The Obama administration’s decision to keep the U.S. Atlantic coast off limits for offshore exploration has received mixed response, welcomed by the environmentalists, criticized by the oil and gas industry advocates. The seismic contractors are expectedly among the critics.

Following the Department of Interior’s decision on Tuesday remove the Mid and South-Atlantic areas from the proposed 2017-2022 lease sale, Nikki Martin, President of the International Association of Geophysical Contractors, said the move was “unfortunate, not only for the oil and gas industry but more importantly for the American people.”

Martin said: “The United States is virtually the only nation that is not exploring the resource potential of the Atlantic. The decision is short-sighted and does not take into account the energy needs of a growing economy and ensuring the energy security of this nation for future generations. In addition, it calls into question the Administration’s commitment to support a true ‘all-of-the-above’ approach to energy security.”

He said that the move, coupled with the continued delay in authorizing seismic surveys of the Atlantic “represents yet another missed opportunity for the Administration to make informed decisions about America’s resource development.”

“It’s been nearly two years since BOEM’s announcement to consider authorization of permitting geophysical activities on the Atlantic OCS and still no permits have been issued despite coastal states approving these activities as consistent with their state coastal resources such as fishing and tourism. Had the Administration moved forward – granting the authorizations to acquire new seismic data – they would have data that would better define the resource potential on the Atlantic OCS,” Martin added.
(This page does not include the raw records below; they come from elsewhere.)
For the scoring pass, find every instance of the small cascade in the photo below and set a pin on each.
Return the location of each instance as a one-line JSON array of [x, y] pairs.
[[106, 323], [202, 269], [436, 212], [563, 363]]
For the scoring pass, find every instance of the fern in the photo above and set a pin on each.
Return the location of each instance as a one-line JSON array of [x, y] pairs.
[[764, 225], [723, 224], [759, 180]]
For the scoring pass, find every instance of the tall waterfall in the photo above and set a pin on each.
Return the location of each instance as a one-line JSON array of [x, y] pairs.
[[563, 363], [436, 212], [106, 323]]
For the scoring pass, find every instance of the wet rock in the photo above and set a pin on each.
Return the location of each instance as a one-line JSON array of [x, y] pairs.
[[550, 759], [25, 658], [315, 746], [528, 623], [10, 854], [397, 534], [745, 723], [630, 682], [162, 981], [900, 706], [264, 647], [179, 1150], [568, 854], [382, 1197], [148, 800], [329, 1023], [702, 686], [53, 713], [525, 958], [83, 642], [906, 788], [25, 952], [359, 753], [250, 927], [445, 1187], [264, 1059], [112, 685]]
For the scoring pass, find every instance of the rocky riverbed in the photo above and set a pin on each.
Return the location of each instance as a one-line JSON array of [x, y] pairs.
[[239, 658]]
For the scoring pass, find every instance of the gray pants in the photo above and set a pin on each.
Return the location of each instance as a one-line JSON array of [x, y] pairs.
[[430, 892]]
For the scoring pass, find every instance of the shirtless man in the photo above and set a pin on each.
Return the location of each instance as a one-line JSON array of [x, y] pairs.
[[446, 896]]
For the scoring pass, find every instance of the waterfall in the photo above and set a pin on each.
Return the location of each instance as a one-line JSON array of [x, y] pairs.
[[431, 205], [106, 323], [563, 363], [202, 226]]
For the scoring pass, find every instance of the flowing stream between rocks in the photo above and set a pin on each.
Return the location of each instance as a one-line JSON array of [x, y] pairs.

Explaining its decision the U.S. Department of Interior said it eliminated the Atlantic areas from the proposed lease sale due to the local opposition and conflicts with competing commercial and military ocean uses. (More here:

On that note Martin said: “The Administration overlooked how the industry and other ocean stakeholders coexist in the Gulf of Mexico – allowing commercial and recreational fishing, tourism and oil and gas exploration to flourish. Current market dynamics and limited infrastructure are not valid reasons to exclude the Atlantic when the proposed sale is not until 2021. They have also discounted the opinions of those within Virginia, North Carolina, South Carolina and Georgia – Governors, Senators, Congressmen, State Legislators, the majority of those states’ populations – who support offshore exploration.

“It is troubling that by catering to environmental special interests the Administration has further foreclosed this opportunity by excluding the Atlantic from consideration until after 2022 without regard to its mandate under the Outer Continental Shelf Lands Act for the expeditious and orderly development of America’s offshore resources.”
IAGC is the international trade association representing the industry that provides geophysical services (geophysical data acquisition, seismic data ownership and licensing, geophysical data processing and interpretation, and associated service and product providers) to the oil and gas industry,” Martin concluded.